What cut of meat is pizza?

We were watching Anthony Bourdain’s travel show the other day, and I was really hit by a comment that he said. The show was a tour through the Burgundy region of France, and if you have been to any part of France outside of Paris, you can really appreciate the beauty of the provinces. But Bourdain’s show is about Food, and also, his reactions to food. So this comment erupted after a tour of wineries, shops, all the usual places, and he and his traveling companion were in some side market, tasting vegetables from the region. After tasting some random – whatever, he said:

“If vegetables tasted like this in America, people would actually eat them!”

I was floored.

This comment reactivated ideas that had been swimming in my head for a long time since I have started eating a “Paleo” type diet.

I went today to get my Flu shot at Microsoft. It is one of the cool corporate benefits that we get, and they will also to a quick health screening as well. A mail get sent around to everyone to click a link that takes you to the internal wellness site, where you can pick a time to get your shot, and even take the spouse along for free.

When you sign up, the tool also walks you through a short series of questions about your health habits, do you exercise, how many hours, what do you eat, etc. The one that made me pause was, “Do you eat fatty red meat such as Hamburgers, Pizza…”

I stopped right there.

I’m not sure where you eat, but the last time I saw a hamburger, the “meat” was the smallest part of it. And most of the “red” on the last pizza I saw was sauce. The next choice was eating “Lean” meats such as chicken breasts. Third place is you’re fired.

My eating habits, of eating “fatty” cuts of meat that aren’t wrapped in a great blob of gluten isn’t even a choice. How about the quality of meat that I eat? Do they really think that the source and feed or hormone profile makes no difference?

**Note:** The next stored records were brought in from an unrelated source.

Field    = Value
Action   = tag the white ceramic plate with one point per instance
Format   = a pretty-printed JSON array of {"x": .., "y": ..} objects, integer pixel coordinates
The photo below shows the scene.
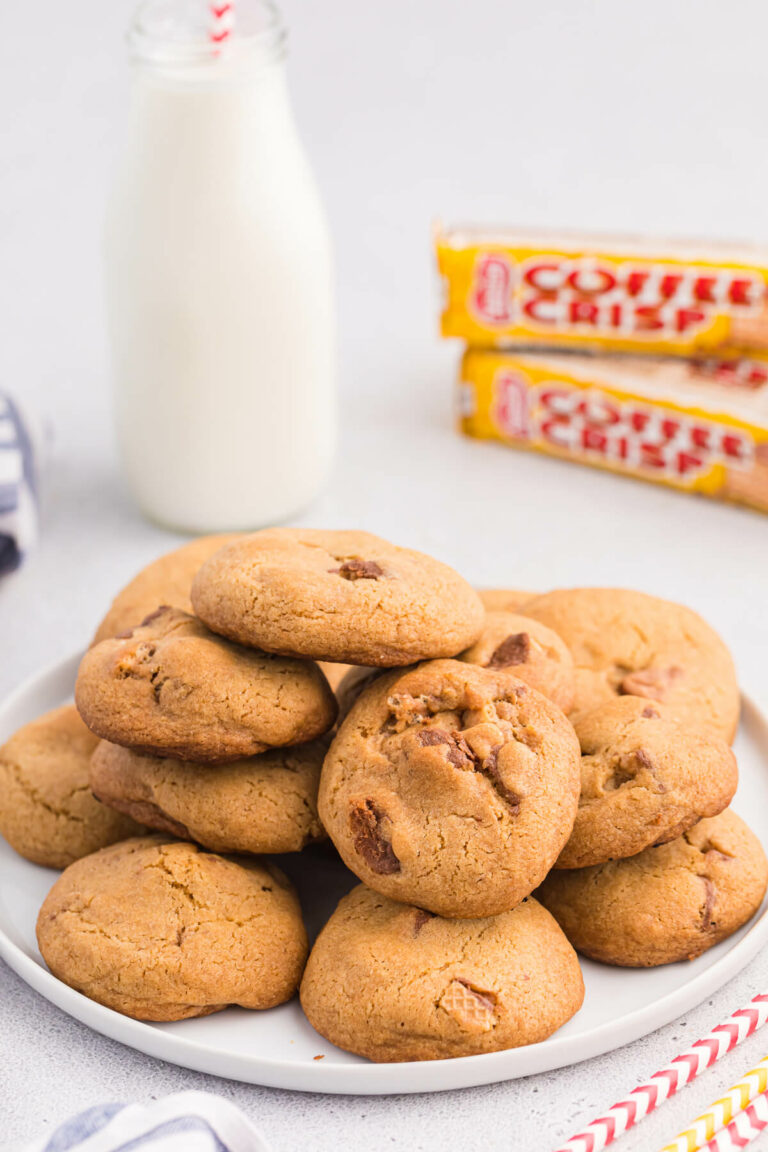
[{"x": 280, "y": 1048}]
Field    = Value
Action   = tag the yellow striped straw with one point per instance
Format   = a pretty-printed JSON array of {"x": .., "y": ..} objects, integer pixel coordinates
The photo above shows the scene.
[{"x": 721, "y": 1113}]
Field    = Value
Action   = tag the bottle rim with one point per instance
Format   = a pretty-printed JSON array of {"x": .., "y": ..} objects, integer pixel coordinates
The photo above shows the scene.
[{"x": 174, "y": 33}]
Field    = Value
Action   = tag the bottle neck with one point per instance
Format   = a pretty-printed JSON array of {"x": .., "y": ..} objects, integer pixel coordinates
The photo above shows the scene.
[{"x": 172, "y": 40}]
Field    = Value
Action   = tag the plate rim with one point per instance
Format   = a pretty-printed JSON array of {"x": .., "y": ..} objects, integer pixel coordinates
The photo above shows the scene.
[{"x": 404, "y": 1077}]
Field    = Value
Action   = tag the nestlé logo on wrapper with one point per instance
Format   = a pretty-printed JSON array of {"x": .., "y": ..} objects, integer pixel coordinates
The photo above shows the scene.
[{"x": 492, "y": 296}]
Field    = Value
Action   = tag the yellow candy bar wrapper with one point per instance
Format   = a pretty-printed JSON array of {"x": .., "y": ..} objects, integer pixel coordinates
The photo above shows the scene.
[
  {"x": 699, "y": 426},
  {"x": 601, "y": 294}
]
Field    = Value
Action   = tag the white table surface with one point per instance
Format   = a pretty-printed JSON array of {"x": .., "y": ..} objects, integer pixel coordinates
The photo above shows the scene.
[{"x": 645, "y": 116}]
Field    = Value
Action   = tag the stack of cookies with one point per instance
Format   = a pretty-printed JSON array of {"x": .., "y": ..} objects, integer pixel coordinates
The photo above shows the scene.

If you have ever read any paleo blog or book, a common refrain is the poor quality of studies that claim the benefits of whole grains or the dangers of fats in the diet, when confounders in these studies wipe out any chance of getting valuable data. Calling Pizza a “Red Meat” happens often. Not controlling for food quality is common.

If you talk with someone who advocates a “Low Carb” diet, it will be uncommon to find two people who agreed what “low” exactly means. And virtually none of the studies out there, pro or con, state this clearly.

We frequently hear about how a ratio of macronutrients will give one he alt benefit or another, vs how many calories are needed per day. But does your body treat 100 calories of cake the same as 100 calories of spinach? How about 10 ounces of cheap, feedlot beef vs 10 ounces of prime, organic grass-fed bison? Are carbs the same in apples and bread? Is fat the same between Soy oil and avocado? How fresh are the ingredients?

If I buy a tomato from the store, even from the organic pile, and eat a slice, it’s pretty good. But its just a tomato. We get freshly picked tomatoes delivered each week ripened on the vine, and cutting into one release smells of the vine and soil, and with that I can remember being 12 years old, running in my grandparents yard and brushing against their tomato plants, potted in wine barrels, releasing that same smell when I hit them.

If the quality of food can impact my memories so much, how is that impacting my health? How is the lack of that quality impacting our health?

The whole concept of eating high-quality, clean, natural food is such a novelty in our culture now. We look to packaged, enriched foods and expensive drugs to make up for missing basics in our diet. We want simple, easy numbers to track (100 calories! 50 carbs!) so we can check them off of a list.

But our bodies don’t run on checklists.

We are what we eat. We are what our food eats. We are where our food grows.

Those are first principles. Eat real food.

After that, we can discuss eating more of one thing or less of another. But discussing and arguing over how much garbage and chemical by-product we should eat isn’t the answer.

Once first principles are correct, we can move to the next step.